Photo: An employee picks tomatoes at Backyard Farms in Madison. The company's 23-acre greenhouse was completed last year and the first harvest was in January 2007. Currently there are about 340,000 tomato plants in the greenhouse, which employs 115 people. Courtesy of Bangor Daily News.
Backyard Farms, which grows 27 million pounds of tomatoes a year in its greenhouses in Madison, last week began to rip up its entire crop of half a milion tomato plants in an effort to eradicate an infestation of white flies.
The decision to replant its entire crop means the firm’s tomatoes, marketed as Backyard Beauties at supermarkets such as Hannaford and Shaw’s, will be unavailable until late October, according to Michael Aalto, a spokesman for Backyard Farms.
The company employs 200 people, and will not lay off any workers as a result of the decision to rip up the plants and clean out the greenhouses, Aalto said.
Aalto would not reveal how much the decision will cost the company, or whether the company had insurance to cover the destruction of its crop. But there’s no doubt such a business decision will affect the company’s bottom line, according to John Mahon, a professor of business at the University of Maine.
“No manager on Earth wants to turn the switch off,” Mahon said. “No one makes that decision lightly.”

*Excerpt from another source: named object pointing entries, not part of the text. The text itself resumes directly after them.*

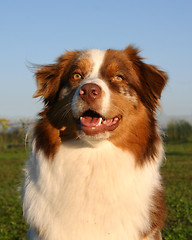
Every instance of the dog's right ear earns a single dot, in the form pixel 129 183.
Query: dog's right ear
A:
pixel 48 77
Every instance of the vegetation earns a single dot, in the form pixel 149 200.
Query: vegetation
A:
pixel 176 173
pixel 179 131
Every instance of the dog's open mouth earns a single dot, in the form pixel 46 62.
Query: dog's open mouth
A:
pixel 93 123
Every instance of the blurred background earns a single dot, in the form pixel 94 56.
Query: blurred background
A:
pixel 39 31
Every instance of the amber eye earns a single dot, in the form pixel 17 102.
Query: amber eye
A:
pixel 77 76
pixel 118 78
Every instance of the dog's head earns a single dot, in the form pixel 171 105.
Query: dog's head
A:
pixel 97 94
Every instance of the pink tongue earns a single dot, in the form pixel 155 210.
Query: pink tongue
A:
pixel 89 121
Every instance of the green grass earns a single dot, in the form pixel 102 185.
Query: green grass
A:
pixel 177 175
pixel 12 225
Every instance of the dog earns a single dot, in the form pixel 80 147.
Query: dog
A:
pixel 94 169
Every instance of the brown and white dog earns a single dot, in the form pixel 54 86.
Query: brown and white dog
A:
pixel 93 173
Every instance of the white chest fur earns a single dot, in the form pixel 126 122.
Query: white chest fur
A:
pixel 89 193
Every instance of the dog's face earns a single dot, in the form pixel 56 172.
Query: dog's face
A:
pixel 95 94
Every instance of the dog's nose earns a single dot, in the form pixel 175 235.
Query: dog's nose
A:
pixel 90 92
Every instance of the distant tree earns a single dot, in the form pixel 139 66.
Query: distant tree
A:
pixel 4 123
pixel 179 131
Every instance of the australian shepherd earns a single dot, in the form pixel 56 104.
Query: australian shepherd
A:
pixel 93 173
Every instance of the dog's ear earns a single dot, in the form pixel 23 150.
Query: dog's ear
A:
pixel 48 77
pixel 152 80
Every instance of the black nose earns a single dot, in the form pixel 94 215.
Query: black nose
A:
pixel 90 92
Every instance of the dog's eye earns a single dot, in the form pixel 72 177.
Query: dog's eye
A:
pixel 77 76
pixel 118 78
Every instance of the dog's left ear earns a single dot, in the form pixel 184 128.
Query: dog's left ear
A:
pixel 152 80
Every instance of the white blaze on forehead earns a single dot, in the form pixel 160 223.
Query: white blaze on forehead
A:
pixel 96 57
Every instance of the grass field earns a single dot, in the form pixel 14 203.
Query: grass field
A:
pixel 176 171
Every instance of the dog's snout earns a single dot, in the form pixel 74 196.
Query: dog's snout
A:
pixel 90 92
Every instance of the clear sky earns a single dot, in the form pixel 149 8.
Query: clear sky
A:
pixel 38 31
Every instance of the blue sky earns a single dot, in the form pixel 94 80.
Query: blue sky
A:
pixel 39 31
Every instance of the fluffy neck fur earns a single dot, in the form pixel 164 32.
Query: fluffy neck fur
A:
pixel 90 193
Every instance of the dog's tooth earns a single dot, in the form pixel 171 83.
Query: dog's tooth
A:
pixel 100 121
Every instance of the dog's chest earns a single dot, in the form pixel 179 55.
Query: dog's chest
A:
pixel 93 193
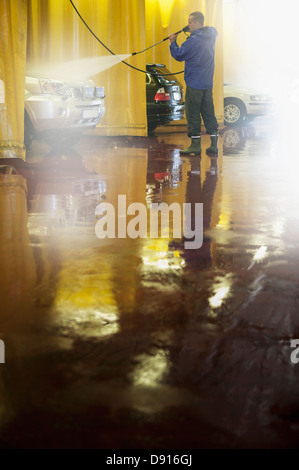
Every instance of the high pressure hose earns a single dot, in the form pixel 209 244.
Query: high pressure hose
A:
pixel 134 53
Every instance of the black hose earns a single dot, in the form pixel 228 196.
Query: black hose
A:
pixel 111 52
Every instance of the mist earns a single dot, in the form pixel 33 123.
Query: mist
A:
pixel 81 69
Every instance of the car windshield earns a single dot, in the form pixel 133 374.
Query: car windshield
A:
pixel 166 78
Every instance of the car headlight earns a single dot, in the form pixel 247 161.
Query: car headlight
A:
pixel 100 92
pixel 54 87
pixel 260 98
pixel 88 92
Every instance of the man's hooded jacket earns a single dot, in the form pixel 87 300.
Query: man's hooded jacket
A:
pixel 198 52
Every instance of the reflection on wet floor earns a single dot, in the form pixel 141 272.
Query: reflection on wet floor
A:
pixel 142 343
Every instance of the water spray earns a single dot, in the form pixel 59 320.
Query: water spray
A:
pixel 185 29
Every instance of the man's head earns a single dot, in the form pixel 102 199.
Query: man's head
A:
pixel 196 20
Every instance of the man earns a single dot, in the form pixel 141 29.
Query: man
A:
pixel 198 52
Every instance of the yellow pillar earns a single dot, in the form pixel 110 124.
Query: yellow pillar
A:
pixel 13 27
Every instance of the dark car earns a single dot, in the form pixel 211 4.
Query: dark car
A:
pixel 164 97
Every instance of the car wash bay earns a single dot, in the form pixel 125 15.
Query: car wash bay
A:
pixel 141 343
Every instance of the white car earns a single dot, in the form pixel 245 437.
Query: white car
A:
pixel 60 111
pixel 241 104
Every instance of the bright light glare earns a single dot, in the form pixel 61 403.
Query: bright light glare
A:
pixel 217 299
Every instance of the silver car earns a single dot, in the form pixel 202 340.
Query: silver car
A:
pixel 60 111
pixel 242 104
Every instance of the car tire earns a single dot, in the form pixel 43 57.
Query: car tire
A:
pixel 151 128
pixel 234 112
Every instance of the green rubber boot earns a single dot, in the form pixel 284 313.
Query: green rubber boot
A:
pixel 214 145
pixel 194 148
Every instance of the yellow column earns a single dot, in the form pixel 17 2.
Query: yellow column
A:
pixel 13 27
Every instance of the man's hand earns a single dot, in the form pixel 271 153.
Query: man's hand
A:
pixel 172 37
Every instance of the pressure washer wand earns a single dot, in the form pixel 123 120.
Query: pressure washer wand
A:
pixel 185 29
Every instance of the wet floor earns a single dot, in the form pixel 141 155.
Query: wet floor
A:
pixel 143 342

The long-term consequences, however, shouldn’t be too harmful for the company, Mahon said. While most consumer products companies would tremble at the idea of taking their products off the market for three months for fear of competitors stealing their market share — think Coca-Cola versus Pepsi — Backyard Farms is somewhat immune to that scenario, Mahon said.
“People are going to switch in the interim, but the thing that helps [Backyard Farms] in this case is that when you come to December and January,” it’ll be the only source for Maine-grown tomatoes, Mahon said.
The timing of the crisis minimizes its potential damage for Backyard Farms. The company’s tomatoes are most in demand during wintertime, when local farm and home-grown tomatoes are unavailable. During the summer, however, Backyard Farms competes with those other options.
“They’re pulling tomatoes out of the supply right when the local stuff comes in, so it’s really good for local growers,” said Eric Sideman, organic crop specialist at the Maine Organic Farmers and Gardeners Association. “They don’t lose as much money because their tomatoes aren’t as much in demand and it’s better for the consumer because they have so many choices. They don’t have to buy Mexican hothouse tomatoes; they can buy local tomatoes this time of year.”
However, Aalto said the company did not delay its decision to rip up the crop until summer arrived. It was just a convenient coincidence.
“The fly issue had been taking place for a relatively short amount of time leading up to the cleanout,” Aalto said. “The timing where we made a decision to do a cleanout happened to coincide with the summer time frame.”